Includes 50 images, with a large number of paintings from Gao Xingjian’s private collection.
Gao Xingjian won the Nobel Prize for Literature in 2000 for a body of literary works originally written and published in Chinese and later translated and published in English, French, and Swedish. Gao’s plays have been performed in even more languages on the stages of Asia, Europe, United States, Africa, and Australia. He is also recognized as a painter of international significance; in 2015 his six-panel work The Awakening of the Consciousness became the sole permanent display of a designated room in the Royal Museums of Fine Arts of Belgium. His extraordinary creative achievements draw on his innate talents but also on his profound knowledge and understanding of the creative arts of China and the West.

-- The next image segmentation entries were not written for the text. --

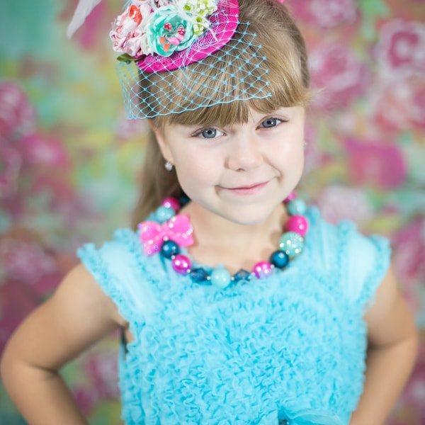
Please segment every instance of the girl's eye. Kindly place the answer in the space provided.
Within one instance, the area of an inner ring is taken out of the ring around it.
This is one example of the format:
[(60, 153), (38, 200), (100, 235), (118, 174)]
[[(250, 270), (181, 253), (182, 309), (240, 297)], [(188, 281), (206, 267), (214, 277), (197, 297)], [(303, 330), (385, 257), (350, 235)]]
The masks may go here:
[(204, 139), (214, 139), (217, 136), (222, 136), (223, 133), (216, 128), (204, 128), (195, 135), (203, 137)]
[(261, 123), (261, 127), (264, 127), (265, 128), (269, 128), (270, 127), (276, 127), (276, 125), (278, 125), (278, 124), (279, 124), (279, 123), (281, 122), (282, 120), (279, 120), (278, 118), (267, 118)]

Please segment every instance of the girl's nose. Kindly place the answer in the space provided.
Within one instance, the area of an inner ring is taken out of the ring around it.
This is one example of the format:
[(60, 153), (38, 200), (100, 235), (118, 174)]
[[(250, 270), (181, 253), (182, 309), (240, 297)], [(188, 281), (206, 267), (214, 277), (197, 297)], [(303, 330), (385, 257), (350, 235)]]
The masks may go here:
[(243, 135), (235, 137), (230, 147), (227, 166), (234, 171), (248, 170), (263, 162), (259, 142), (254, 137)]

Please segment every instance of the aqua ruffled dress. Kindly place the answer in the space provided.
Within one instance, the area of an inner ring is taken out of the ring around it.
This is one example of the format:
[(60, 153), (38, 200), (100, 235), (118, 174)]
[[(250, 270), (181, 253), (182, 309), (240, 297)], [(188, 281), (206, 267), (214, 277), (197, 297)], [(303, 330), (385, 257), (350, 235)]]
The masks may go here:
[(302, 253), (284, 271), (220, 289), (146, 256), (120, 230), (79, 251), (130, 324), (119, 382), (127, 425), (347, 425), (362, 392), (363, 315), (388, 242), (308, 210)]

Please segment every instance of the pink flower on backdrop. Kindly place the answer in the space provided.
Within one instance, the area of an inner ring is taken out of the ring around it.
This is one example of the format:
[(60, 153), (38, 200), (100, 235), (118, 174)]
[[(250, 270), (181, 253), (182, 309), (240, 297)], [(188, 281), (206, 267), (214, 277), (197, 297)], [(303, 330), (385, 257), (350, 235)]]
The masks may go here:
[(18, 150), (6, 146), (0, 137), (0, 198), (16, 192), (21, 164)]
[(13, 81), (0, 82), (0, 135), (13, 141), (35, 128), (35, 113), (25, 93)]
[(296, 0), (290, 7), (299, 19), (329, 28), (356, 21), (356, 3), (354, 0)]
[(366, 67), (347, 47), (337, 43), (317, 45), (310, 55), (312, 81), (323, 90), (312, 101), (317, 108), (333, 110), (347, 106), (365, 89)]
[(58, 168), (69, 165), (62, 144), (51, 135), (34, 132), (23, 137), (21, 144), (23, 157), (29, 164)]
[(361, 223), (373, 217), (364, 191), (342, 186), (329, 186), (321, 192), (317, 205), (324, 218), (332, 223), (351, 220)]
[(87, 379), (78, 385), (74, 396), (79, 408), (89, 414), (101, 401), (119, 397), (116, 351), (95, 351), (84, 359), (83, 365)]
[(388, 132), (425, 130), (425, 79), (420, 74), (392, 75), (380, 81), (372, 96), (372, 115)]
[(350, 178), (355, 184), (373, 184), (388, 190), (399, 187), (406, 180), (406, 164), (396, 144), (348, 139), (345, 145)]
[(0, 239), (2, 278), (35, 285), (40, 278), (57, 271), (55, 259), (34, 242), (12, 238)]
[(396, 19), (380, 30), (375, 55), (387, 67), (425, 72), (425, 23)]
[(103, 399), (113, 399), (119, 395), (117, 358), (116, 350), (105, 350), (85, 362), (84, 369)]
[(394, 236), (393, 261), (403, 288), (412, 306), (419, 309), (414, 288), (425, 281), (425, 219), (417, 219), (402, 227)]
[[(402, 402), (407, 408), (416, 412), (420, 424), (425, 421), (425, 346), (422, 343), (419, 347), (418, 360), (407, 386), (404, 390)], [(403, 422), (404, 425), (406, 422)], [(400, 424), (401, 425), (401, 424)]]

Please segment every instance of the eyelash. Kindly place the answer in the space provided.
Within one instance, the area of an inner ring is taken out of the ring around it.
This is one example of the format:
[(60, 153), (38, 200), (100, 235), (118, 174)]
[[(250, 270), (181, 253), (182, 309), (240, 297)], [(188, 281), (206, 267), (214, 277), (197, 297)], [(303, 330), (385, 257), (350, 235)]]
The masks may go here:
[[(270, 126), (270, 127), (265, 127), (265, 126), (264, 126), (264, 125), (263, 125), (263, 124), (264, 124), (264, 123), (266, 121), (269, 121), (269, 120), (274, 120), (277, 121), (277, 123), (276, 123), (276, 125), (271, 125), (271, 126)], [(283, 118), (276, 118), (276, 117), (270, 117), (270, 118), (266, 118), (265, 120), (264, 120), (261, 122), (261, 125), (260, 125), (260, 128), (274, 128), (274, 127), (277, 127), (277, 126), (278, 126), (278, 125), (280, 123), (288, 123), (288, 120), (284, 120), (284, 119), (283, 119)], [(214, 128), (214, 127), (208, 127), (208, 128), (201, 128), (200, 130), (198, 130), (198, 131), (197, 131), (196, 132), (195, 132), (195, 133), (193, 134), (193, 137), (201, 137), (201, 136), (202, 136), (202, 133), (203, 133), (204, 131), (207, 131), (207, 130), (215, 130), (216, 132), (220, 132), (220, 130), (217, 130), (217, 128)], [(217, 137), (217, 135), (215, 135), (215, 137)], [(203, 138), (203, 139), (215, 139), (215, 137), (202, 137), (202, 138)]]

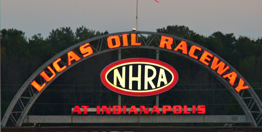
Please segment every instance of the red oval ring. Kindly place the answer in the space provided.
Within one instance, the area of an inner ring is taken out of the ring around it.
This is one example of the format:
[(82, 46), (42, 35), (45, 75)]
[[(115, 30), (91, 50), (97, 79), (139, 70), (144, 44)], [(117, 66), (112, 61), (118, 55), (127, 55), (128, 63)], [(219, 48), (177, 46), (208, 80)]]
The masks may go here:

Born 1940 in China, Gao Xingjian graduated from the Foreign Languages Institute (now renamed Beijing Foreign Studies University) with a major in French and then lived through the horrors of the Cultural Revolution. He became a celebrity playwright and literary critic during the early 1980s until the Chinese authorities banned his works. In 1987 he traveled to Europe and by early 1988 settled in Paris, where he began to write and to paint. Today most of his major writings have been published in different languages and his plays continue to be staged all over the world. In addition, there have been ninety solo exhibitions of his Chinese ink paintings that have been held in Asia, Europe, and the United States, and some fifty books have been published on his art.
In Calling for a New Renaissance, Gao presents his primary concerns of the past decade or so. He indicts the lingering impact of ideology on contemporary literature and art, and for this reason calls for "a new Renaissance," a result of which would be "boundary-crossing creations" such as the three cine-poems that he produced and describes in detail in this book. Of importance in this book, and not documented elsewhere, Gao offers his insights on how, despite receiving his education in the People’s Republic of China, he succeeded in educating himself in both Chinese and world literatures because of his love of reading and his disciplined approach to reading. This book also includes fifty images selected by Gao, forty-five of which are his favorite paintings from his private collection.
Calling for a New Renaissance is a valuable resource for academic researchers, students, and general readers interested in Gao Xingjian, transcultural studies, transdisciplinary studies, and transmedia studies.